The World Bank in its latest report revealed that India has received the largest amount in remittance in 2018
The World Bank in its latest report revealed that India has received the largest amount in remittance in 2018 with $80 billion being sent from abroad. At the same time, users paid $4 billion in payments to payment services.
Remittance in its current format has one-too-many checkpoints. For example, if a person wants to send money from New York to New Delhi, his funds are going through several intermediaries within the payment channel. There is a local bank that would first send the funds to a banking partner in London. Then the payment would wait a few days for confirmation before making its way to Dubai, where New Delhi’s partner bank is located. Tack on a few more days before the funds get confirmed there and then finally sent on the last leg of the channel to the expected New Delhi bank account.
In the entire process, each participant takes away a considerable cut as a percentage of the funds. This is how traditional remittance models have become too expensive for day-to-day users.
According to the World Bank, in more than 25% of the remittance corridors, commissions are more than 10% higher. So sending $100 back home can cost at least $10 in fees.
Remittance in Crypto: Why India Should Explore It
One reason is the rapid speed at which the digital economy is developing technologies that are changing the dynamics of the remittance industry. Blockchain has opened alternative payment corridors where money can be sent as quickly and easily as email – without the hefty commissions. In times when people are charged an average of 7.45% of their money in fees, according to the World Bank, the use of blockchain could reduce the spending to as low as 1%.
India’s stance on cryptocurrencies hasn’t been the most optimistic, however. The Reserve Bank of India (RBI) issued a circular, ordering banks to discontinue relationships with crypto-based companies earlier this year. While the decision cause negative reverberations within the local exchange market, it also hampered the growth of many startups that were brewing inside the blockchain space.

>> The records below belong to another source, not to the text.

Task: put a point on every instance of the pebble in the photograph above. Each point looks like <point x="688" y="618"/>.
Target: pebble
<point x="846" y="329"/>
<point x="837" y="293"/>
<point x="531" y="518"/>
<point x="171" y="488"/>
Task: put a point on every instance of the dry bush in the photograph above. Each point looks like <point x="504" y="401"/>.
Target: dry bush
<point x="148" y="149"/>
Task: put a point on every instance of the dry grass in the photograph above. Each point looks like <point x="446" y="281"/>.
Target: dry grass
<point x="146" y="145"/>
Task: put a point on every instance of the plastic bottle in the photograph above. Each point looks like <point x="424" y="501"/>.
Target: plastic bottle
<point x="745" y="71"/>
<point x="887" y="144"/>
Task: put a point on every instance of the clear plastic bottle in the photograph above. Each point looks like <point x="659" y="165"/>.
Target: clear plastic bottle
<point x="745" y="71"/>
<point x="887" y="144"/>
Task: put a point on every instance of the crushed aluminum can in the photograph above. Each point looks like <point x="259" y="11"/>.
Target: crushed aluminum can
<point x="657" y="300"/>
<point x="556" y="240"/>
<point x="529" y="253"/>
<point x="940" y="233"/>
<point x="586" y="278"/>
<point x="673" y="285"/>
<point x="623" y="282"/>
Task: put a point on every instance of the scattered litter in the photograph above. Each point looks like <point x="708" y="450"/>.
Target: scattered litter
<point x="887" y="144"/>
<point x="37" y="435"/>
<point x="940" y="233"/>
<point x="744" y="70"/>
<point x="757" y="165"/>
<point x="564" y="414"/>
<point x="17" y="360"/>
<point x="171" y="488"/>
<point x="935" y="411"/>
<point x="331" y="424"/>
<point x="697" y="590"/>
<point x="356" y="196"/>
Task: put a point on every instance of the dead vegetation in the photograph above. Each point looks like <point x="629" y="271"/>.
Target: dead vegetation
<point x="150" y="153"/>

Indian banks, at the same time, have actually been partnering with global blockchain initiatives to develop low-cost remittance solutions. This again would require them to use crypto to settle payments. The current legal framework, according to the RBI, cannot define cryptos which again is preventing Indians from exploring a cheaper remittance model.
Unfortunately, it seems that banks still using blockchain cannot reduce the existing intermediaries out of a payment corridor. They can only speed up settlements at best while charging the same kind of commissions.
India is able to explore an inter-bank network based on blockchain technology anytime however, after allowing a central token to be issued on it. Nevertheless, it would still require them to onboard the banks keeping them in the loop – something that looks unlikely. In simpler terms, if one bank was to work like WhatsApp and another works like Instagram, the user of WhatsApp cannot dispatch messages to the users of Instagram, i.e. they would need a single protocol in common, like NEFT on steroids.
Meanwhile, Indian remittance users could keep exploring cheaper decentralized payment models like Bitcoin despite the banking ban. A decent number of Indian freelancers are already accepting Bitcoins as payment and exchanging them for Indian Rupees via p2p exchanges.